Sam: You mentioned reissues and stuff, but that’s not solely what we want to do. We’re going to start that way, but after a year or so, we’d like to be a label where […] we can time a vinyl drop with a mixtape drop. This is just a start.
The first two releases really make a statement that your mission is to put out classics, or in this case, a new classic and something that’s really up-and-coming, but was also released for free. How did you decide on this as the starting point?
James: We liked the idea of pairing a more classic record with a newer mixtape. We wanted to put something from years ago [alongside] something really fresh.
Sam: It gives us a nice balance because there are other labels that do hip-hop reissues and they do a really good job with it. But us coming at it from this angle [where we] put it out because nobody’s gonna touch it.
Is that because it’s so difficult to get the rights? It can be difficult to get the masters to do these releases, so how are you guys navigating the business side of doing this?
James: We have been working in the music industry, so we know the right contacts. You have to use them, but also reach out to the right people. And with the independent stuff, like G Perico, we’re just reaching out blindly and saying that we’re big fans and asking if they want to do something.

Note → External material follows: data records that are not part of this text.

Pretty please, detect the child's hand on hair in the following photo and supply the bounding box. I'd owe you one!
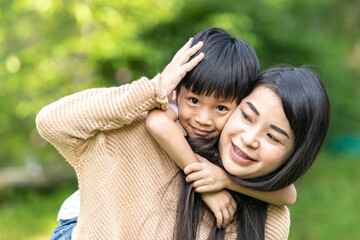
[201,190,236,228]
[184,155,230,193]
[160,38,204,100]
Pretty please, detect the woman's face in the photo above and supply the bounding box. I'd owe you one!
[219,86,294,178]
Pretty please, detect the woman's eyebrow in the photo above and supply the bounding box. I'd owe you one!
[246,102,260,116]
[270,124,289,138]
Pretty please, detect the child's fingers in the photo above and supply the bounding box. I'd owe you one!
[184,53,204,72]
[176,41,203,64]
[184,163,202,175]
[173,37,194,60]
[186,171,205,182]
[221,208,230,228]
[214,210,223,228]
[193,178,209,188]
[195,185,211,193]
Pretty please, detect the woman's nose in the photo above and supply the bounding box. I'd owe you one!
[241,128,260,149]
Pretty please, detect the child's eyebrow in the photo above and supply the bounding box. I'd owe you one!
[246,102,260,116]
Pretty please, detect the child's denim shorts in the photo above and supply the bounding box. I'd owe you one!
[50,217,77,240]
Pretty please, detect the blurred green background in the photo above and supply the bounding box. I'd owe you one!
[0,0,360,240]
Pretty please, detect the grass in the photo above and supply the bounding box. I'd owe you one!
[0,186,76,240]
[289,154,360,240]
[0,154,360,240]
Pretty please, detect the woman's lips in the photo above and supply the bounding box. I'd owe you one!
[191,126,211,137]
[231,144,255,164]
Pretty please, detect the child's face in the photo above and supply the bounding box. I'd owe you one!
[219,86,294,178]
[176,87,236,139]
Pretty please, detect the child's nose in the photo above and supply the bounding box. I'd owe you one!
[195,110,212,125]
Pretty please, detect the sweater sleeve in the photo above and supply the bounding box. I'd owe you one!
[36,75,168,167]
[265,205,290,240]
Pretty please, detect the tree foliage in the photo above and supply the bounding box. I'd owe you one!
[0,0,360,167]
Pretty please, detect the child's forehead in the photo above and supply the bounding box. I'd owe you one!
[178,86,234,103]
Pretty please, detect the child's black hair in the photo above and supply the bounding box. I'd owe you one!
[177,28,259,103]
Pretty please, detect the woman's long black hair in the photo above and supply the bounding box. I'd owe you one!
[174,67,330,240]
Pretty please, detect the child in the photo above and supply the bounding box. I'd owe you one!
[46,28,294,239]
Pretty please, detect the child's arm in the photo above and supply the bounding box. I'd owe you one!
[146,108,199,169]
[184,156,297,206]
[146,108,236,227]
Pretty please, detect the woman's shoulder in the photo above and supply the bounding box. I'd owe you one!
[265,205,290,240]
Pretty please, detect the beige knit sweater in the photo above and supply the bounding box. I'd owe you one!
[36,77,290,240]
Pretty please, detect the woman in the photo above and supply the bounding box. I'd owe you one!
[36,41,330,239]
[177,67,330,239]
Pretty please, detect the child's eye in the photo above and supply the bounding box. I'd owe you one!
[241,111,251,122]
[216,105,227,112]
[267,133,280,142]
[189,98,199,104]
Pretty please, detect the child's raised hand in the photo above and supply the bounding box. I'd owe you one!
[184,155,230,193]
[160,38,204,96]
[201,190,236,228]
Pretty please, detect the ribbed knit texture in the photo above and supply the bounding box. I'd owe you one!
[36,76,290,240]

Sam: It was just us emailing people at random. And they don’t know. We could be anyone telling this story about how we want to put their record out on vinyl, but we got loads of responses.
James: You will see in a couple months, some of the stuff we’re putting out is insane. It’s some pretty high level stuff just through reaching out to people.
Sam: I think they also like the fact that we’re English, as well. I don’t think that they’re expecting that when we speak to them on the phone.
“Rap’s roots are vinyl.”
How is the remastering process working? Are you getting WAV files or are you doing a proper remastering?
James: We are provided different things from different people, but we have a really great studio that does it. The albums sound incredible. Future sounds better than it’s ever sounded. It’s really high level. We want everything to be really high-quality: packaging, remastering. We want it all.
Sam: I think people are going to be quite surprised when they see the packaging for Future. There is silver reflector sleeve and the colored vinyl looks insane.
What’s going into making those decisions, like what color to make the vinyl? I would imagine purple comes up a lot.
James: Drug influences do come up with someone like Future.
Sam: Almost every record we’ve done is from south and we’ve said, “Oh, you can just make it purple.” But I think the [blue] Perico vinyl looks really smart and draws out the front cover.
James: The tie-dye for Future has a psychedelic vibe. It’s kind of trippy.
Sam: We want to go as all-out as we can with the colors. Some of them look really garish but that’s kind of the whole point of what we want to do.
Are there other labels you guys are influenced by, rap or otherwise?
James: When we talk about packaging, there are record labels like Mondo or Sacred Bones [that we love].
Sam: Sacred Bones, the way they do the wax stamps, the packaging is so nice. The attention to details that happens with Mondo and Sacred Bones. And then we like 1017 Brick Squad and… just anything you can’t get over here.
James: We’re obsessed with American culture and underground hip-hop culture.
How do you guys find out about rap music? What are you reading or who are you following?
James: DatPiff, the internet in general makes things so readily available to you. But even before then, when I was 13, [I was] buying mixtapes in Camden Market at a stall there. It’s just developed into the internet. But we’ve both been seeking that stuff out for years, whether it’s in person or on the internet.
Can you guys reveal any of the upcoming releases?
James: Three 6 Mafia’s Most Known Unknown and Cousin Stizz’s Suffolk County are the next two. After that, we have various things… We would like to put out some grime and some stuff from home that represents us, as well. We’re starting those conversations now.